Ever wanted to read a map, but too afraid to ask how?
Well now you don’t have to:
The purpose of grid references (GR) on a map is to allow you to tell someone exactly where you are or where something on the map that you want to identify (such as a building) is. When I say “exactly”, the grid references most of us work with ie six figure grid refernces, are accurate to a 100 metre square ie one which is 10 metres x 10 metres. This is accurate enough for most people most of the time.
As you have probably noticed, every map you are likely to come across is divided into equally sized squares. For example, the Ordnance Survey Outdoor Leisure maps with a scale of 1:25,000 which we provide for many of our British walking holidays are divided into squares which are 1 kilometre x 1 kilometre. So if you walked east to east on the ground from one side of any particular square to the other you would have walked one kilometre.
Working Out a Grid Reference
If you wanted to tell someone where on a map a large thing such as a village was (eg Kettlewell on the map I have in front of me) you need to tell them which square it is in. A four figure GR will suffice for this.
To do this:
- Go to the bottom left hand corner of the square where a virtical and horizontal line meet.

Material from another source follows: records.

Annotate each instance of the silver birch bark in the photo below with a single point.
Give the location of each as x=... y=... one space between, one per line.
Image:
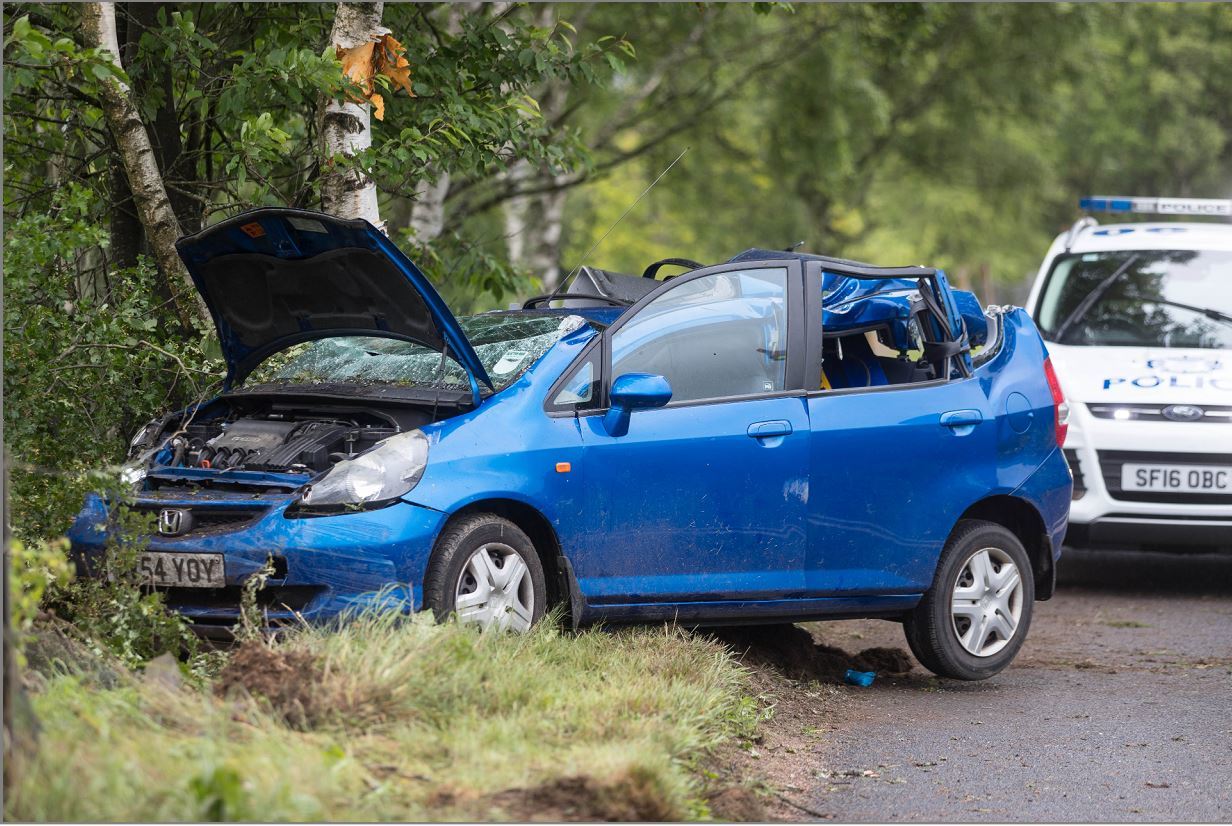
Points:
x=141 y=167
x=346 y=126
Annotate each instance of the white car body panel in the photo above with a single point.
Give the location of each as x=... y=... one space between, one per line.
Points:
x=1098 y=379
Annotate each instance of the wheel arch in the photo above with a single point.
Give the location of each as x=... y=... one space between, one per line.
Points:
x=536 y=527
x=1024 y=520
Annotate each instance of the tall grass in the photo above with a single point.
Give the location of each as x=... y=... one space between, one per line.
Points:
x=399 y=720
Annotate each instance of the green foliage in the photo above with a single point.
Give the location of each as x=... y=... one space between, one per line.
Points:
x=89 y=358
x=421 y=723
x=36 y=568
x=955 y=134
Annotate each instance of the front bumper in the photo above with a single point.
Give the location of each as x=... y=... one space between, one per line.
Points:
x=1103 y=515
x=323 y=565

- Follow the virtical line to the top or bottom of the map and note the number eg 97 – this is called an easting. All the numbers which run across the top or bottom of the map are eastings
- Follow the horizontal line to the left or right hand side of the map and read off the number eg 72 – this is called a northing. All the numbers running up each side of the map are called northings.
- The village of Kettlewell is in grid square 9772, or in other words that is the four figure grid reference for the village.
- 6 Figure GRs
To pinpoint something smaller, such as the church in Kettlewell, we need a way of dividing up the grid square the village is in. We do this by imagining the square is divided into ten along the easting and the northing (if you buy a good compass it should have a grid on it to allow you to do this more accurately) and estimating how many of these squares the place we are describing is, first along the easting and then up the northing. Thus:
- The church in Kettlewell is about 1 imaginary divisions along the easting. So the original easting 97 now becomes 971.

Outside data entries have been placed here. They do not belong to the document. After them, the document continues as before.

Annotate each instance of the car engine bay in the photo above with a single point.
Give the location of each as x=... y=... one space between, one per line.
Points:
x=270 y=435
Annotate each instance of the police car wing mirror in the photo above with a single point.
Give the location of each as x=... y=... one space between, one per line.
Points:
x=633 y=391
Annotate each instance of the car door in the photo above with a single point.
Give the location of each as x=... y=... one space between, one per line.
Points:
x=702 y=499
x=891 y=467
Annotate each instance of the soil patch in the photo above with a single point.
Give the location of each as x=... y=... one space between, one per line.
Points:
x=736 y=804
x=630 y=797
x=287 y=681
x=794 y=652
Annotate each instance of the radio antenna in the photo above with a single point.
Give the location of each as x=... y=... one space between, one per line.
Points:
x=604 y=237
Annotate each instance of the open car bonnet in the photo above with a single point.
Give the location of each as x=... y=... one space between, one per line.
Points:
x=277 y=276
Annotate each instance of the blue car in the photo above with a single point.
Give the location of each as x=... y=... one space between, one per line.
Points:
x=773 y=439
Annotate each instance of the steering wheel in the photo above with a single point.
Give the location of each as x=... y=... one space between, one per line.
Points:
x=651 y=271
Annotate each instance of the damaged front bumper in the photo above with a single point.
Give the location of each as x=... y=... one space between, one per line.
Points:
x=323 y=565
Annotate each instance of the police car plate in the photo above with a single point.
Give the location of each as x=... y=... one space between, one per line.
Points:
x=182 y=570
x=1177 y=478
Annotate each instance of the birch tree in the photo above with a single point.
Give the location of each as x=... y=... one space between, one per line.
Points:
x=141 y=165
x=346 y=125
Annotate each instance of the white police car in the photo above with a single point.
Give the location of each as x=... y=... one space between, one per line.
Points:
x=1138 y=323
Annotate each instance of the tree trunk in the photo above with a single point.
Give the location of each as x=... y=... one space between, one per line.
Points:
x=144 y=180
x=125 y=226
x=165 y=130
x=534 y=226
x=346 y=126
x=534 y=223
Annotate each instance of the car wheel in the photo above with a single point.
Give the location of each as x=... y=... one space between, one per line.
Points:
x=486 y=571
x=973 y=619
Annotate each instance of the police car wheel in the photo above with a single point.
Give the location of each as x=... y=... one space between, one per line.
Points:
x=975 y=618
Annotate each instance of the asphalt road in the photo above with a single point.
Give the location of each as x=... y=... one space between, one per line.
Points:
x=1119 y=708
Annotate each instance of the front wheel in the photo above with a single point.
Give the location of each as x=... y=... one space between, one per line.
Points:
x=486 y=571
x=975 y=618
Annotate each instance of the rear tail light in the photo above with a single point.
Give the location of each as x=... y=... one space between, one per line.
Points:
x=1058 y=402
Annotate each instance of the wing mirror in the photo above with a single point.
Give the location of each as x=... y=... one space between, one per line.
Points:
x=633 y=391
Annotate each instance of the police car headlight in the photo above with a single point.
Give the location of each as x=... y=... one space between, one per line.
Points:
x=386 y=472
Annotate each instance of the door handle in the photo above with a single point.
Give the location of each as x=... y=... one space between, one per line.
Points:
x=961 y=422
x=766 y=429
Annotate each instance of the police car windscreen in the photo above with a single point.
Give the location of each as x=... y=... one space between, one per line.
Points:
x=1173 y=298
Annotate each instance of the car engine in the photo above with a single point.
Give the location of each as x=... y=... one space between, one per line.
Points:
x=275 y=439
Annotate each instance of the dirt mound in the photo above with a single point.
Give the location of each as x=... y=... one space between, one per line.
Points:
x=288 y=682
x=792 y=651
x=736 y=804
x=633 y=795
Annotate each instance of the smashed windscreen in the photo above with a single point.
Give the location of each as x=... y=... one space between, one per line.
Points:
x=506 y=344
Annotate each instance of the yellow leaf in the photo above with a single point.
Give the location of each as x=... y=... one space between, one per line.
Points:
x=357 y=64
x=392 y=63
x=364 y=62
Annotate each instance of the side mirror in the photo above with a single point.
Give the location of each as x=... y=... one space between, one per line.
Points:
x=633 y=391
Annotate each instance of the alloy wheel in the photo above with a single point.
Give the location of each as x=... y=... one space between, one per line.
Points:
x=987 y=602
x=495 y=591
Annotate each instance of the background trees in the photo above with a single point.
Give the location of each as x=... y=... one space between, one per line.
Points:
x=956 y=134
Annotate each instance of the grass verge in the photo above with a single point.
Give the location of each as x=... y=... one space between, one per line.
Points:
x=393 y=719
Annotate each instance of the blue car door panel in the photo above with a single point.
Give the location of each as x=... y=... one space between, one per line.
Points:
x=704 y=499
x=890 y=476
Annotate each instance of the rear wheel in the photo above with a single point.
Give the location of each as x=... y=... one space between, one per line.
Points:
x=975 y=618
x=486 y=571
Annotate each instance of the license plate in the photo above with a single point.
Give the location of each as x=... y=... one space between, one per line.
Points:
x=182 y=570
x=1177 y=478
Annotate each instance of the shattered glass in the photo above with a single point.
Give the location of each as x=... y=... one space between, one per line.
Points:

- The same church is about 3 imaginary divisions up the northing. So the original northing 72 now becomes 723.
- If we put these together, with the easting always coming first, then the six figure grid reference for the location of the church in Kettlewell is 971723. In other words the church is in a square 10m x 10m to the east and north of the point GR971723.
Finding a 6 Figure GR
If someone tells you that your accommodation is located at GR568942 how do you find it on the map?
Here is the procedure:
- Divide the number into two ie 568 and 942. The first numbers are the easting and the second ones the northing.
- Go along the bottom (or top) of the map to 56 and then up (or down) this line until you come to 94. This is the grid square 5694.
- From this point count 8 of 10 imaginary divisions to the right (east) and then 2 of 10 imaginary divisions up (north).
- Where the points intersect is your location.
Tip : to remember which number on the map to read off first, those along the bottom or those up the side, think of walking along the corridor before going up the stairs.